To be a troll or not to be a troll? Well, trolls have traditionally been told in the Scandinavian folklore as mischievous leprechaun-like beings that live and hide in the woods and mountainous caves. In this Blair Witch Project-meets- Men in Black movie, the trolls are depicted less appealingly, not quite as scary as initially promised, and not quite charming as the folklore led us to believe. Therefore my answer to the “dilemma”, based on how trolls were depicted in the film, would sadly have to be a no. I would most likely not want to be haunted and attacked with weapons, live exclusively in the cold, gloomy, and often deserted forests of Norway. Most importantly however, I think my Christian values would contrast with the fundamental being of a troll, which lives to hunt Christians.

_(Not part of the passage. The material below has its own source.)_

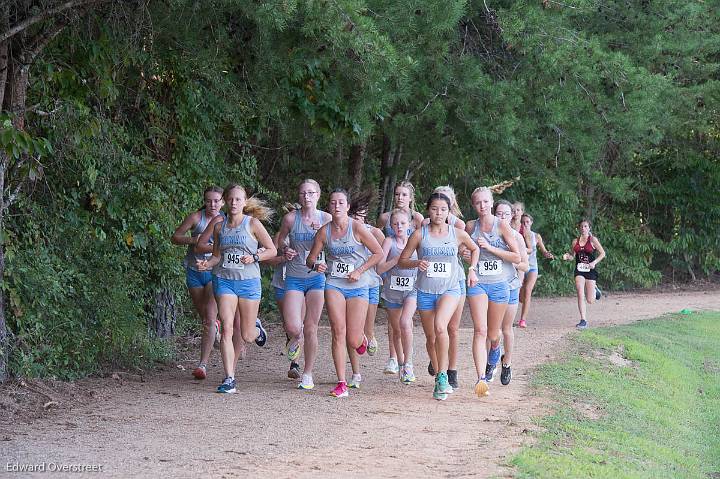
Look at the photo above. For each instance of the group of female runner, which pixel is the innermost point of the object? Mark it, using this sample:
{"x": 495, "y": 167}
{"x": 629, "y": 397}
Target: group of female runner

My first encounter with the found-footage genre was in the Blair Witch Project, which was also assembled from the found video recordings of a group of students. One reason I perceive the Blair Witch Project to have done so well was because it was able to maintain a high tension of suspense throughout the whole film. They never revealed the face of the demonic being, they kept signs of its existence in the periphery, and it installed the fear in the audience. In the case of the Troll Hunters, whilst the thought of encountering a Christian-blood lusting Troll was scary, the scenes revealing the trolls weren’t that scary, in fact it looked too fake to be scary. Perhaps what instills the biggest fear within us are from the unknown and the unseen – where they are hidden invisible deep within the forest of Norwegian forests, or it was simply the lack of budget for computer graphics that seemed to be far inferior then the first series of Jurassic Park movies.
It was nonetheless an enjoyable film however, and one element I really enjoyed in this film was its usage of the Norwegian landscape into the story – power lines, animal herds, and vast forests turns out to be part of a vast government secret attempt to keep the trolls from being revealed to the public. The misty Norwegian landscape of mountains and fjords reminded me of the documentaries on the mysterious existence of Loch Ness – briefly making me wonder if Loch Ness is being hidden by the Scottish government or not.